Lifordi Immunotherapeutics, Inc. will present additional preclinical data on its lead candidate LFD-200 at the upcoming American College of Rheumatology Convergence 2025 meeting. The antibody drug conjugate delivers a potent glucocorticoid directly to immune cells, with results from multiple in vitro and in vivo studies in non-human primates demonstrating that LFD-200 achieves targeted and sustained delivery of its glucocorticoid payload to immune cells without concurrent safety signals. This provides the efficacy of steroids without systemic toxicity, addressing a critical limitation of current autoimmune disease treatments.
The new non-human primate study data showed that LFD-200 provides targeted and sustained anti-inflammatory effects and a favorable safety profile at clinically relevant doses. Specifically, LFD-200 selectively delivered glucocorticoid to immune tissues and resulted in inhibition of ex vivo induced inflammatory cytokines with no observed systemic toxicity. These findings build upon prior studies and suggest LFD-200 has the potential to provide a safer, less frequently dosed glucocorticoid treatment option for patients living with autoimmune and inflammatory diseases. The company is developing antibody drug conjugates for the treatment of autoimmune and inflammatory disorders, with LFD-200 currently in a Phase 1 clinical trial.

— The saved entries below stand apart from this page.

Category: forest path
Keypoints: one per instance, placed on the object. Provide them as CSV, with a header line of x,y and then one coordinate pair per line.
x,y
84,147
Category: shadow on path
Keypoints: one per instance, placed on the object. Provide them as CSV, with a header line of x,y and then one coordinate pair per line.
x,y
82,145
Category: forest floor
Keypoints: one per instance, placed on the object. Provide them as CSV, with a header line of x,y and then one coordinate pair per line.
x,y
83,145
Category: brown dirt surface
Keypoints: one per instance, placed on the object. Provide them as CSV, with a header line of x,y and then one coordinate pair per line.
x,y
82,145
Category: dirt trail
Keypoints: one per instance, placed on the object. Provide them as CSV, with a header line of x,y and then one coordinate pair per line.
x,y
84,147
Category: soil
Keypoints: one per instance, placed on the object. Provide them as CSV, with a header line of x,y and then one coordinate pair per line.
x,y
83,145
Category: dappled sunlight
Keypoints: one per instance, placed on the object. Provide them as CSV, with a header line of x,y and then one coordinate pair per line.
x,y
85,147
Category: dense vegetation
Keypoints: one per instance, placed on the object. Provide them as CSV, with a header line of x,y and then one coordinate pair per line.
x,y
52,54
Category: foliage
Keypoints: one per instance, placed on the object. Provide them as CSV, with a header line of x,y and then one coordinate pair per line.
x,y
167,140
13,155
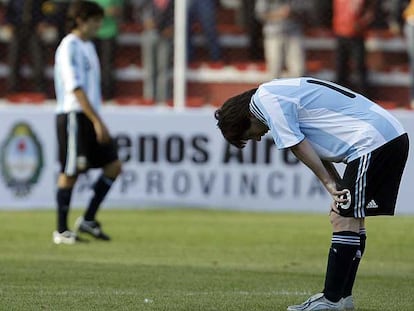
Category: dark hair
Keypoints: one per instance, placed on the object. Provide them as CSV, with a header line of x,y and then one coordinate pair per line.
x,y
234,118
83,10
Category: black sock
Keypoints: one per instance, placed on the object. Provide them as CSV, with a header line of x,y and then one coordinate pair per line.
x,y
101,188
355,264
341,254
63,197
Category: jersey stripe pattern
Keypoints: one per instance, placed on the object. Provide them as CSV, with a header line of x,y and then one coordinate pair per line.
x,y
339,124
76,66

The data presentation will occur during the Rheumatoid Arthritis – Treatment Poster I session on Sunday, October 26, 2025, from 10:30 AM to 12:30 PM. The poster is titled "LFD-200, an Antibody Drug Conjugate that Selectively Delivers a Glucocorticoid Payload to Immune Cells, Provides Sustained Anti-inflammatory Effects Without Systemic Toxicity in Non-human Primates." The company has demonstrated efficacy in multiple preclinical disease models by targeting myeloid and lymphoid cells using a highly internalized cell surface membrane protein. For more information about the company's research and development efforts, visit https://www.lifordi.com.

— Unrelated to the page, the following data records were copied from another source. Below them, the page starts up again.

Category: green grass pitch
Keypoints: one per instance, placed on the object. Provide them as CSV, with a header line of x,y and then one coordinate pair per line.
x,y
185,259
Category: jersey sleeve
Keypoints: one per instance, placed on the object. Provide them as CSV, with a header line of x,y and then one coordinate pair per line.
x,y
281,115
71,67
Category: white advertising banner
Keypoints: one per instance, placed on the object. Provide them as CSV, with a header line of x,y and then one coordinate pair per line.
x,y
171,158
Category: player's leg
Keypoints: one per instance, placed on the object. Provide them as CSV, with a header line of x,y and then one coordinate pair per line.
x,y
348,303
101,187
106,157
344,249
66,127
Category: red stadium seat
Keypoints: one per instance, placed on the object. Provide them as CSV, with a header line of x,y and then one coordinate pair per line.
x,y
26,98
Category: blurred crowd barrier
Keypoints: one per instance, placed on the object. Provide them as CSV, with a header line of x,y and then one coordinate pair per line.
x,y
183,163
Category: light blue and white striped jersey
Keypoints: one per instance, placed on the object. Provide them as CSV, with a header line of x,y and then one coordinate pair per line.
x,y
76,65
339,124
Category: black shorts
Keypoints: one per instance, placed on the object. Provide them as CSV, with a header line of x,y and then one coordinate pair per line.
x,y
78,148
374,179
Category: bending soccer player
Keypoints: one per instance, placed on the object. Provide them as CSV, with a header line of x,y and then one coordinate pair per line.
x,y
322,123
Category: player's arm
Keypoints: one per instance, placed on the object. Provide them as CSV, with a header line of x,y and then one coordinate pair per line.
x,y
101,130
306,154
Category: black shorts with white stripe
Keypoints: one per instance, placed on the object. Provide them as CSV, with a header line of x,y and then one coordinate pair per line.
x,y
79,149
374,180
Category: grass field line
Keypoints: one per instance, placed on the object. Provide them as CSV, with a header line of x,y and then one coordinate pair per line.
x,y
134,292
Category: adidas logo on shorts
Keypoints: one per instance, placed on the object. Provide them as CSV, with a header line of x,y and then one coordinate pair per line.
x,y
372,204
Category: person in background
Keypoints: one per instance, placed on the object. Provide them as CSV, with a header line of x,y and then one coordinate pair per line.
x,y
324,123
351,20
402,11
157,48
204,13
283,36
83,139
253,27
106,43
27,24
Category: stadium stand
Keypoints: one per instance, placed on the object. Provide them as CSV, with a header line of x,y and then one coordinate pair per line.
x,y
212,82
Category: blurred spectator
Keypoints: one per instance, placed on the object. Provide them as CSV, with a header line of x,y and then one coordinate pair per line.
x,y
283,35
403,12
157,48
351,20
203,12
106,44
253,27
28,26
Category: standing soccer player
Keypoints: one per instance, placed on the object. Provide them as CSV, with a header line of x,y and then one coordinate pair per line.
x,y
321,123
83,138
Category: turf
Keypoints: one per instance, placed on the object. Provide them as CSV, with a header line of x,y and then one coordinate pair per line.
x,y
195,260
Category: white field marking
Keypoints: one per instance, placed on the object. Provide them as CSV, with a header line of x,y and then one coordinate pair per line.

The implications of these findings are significant for the autoimmune disease treatment landscape, as current glucocorticoid therapies often carry substantial side effects due to systemic exposure. The selective delivery approach demonstrated by LFD-200 could represent a major advancement in managing chronic inflammatory conditions while minimizing the toxicities that often limit long-term steroid use in patients with autoimmune disorders. This development matters because autoimmune diseases affect millions of people worldwide, and current treatments frequently involve balancing therapeutic benefits against serious side effects that can include weight gain, osteoporosis, diabetes, and increased infection risk. A targeted therapy that maintains efficacy while reducing systemic exposure could dramatically improve quality of life for patients requiring long-term immunosuppressive treatment.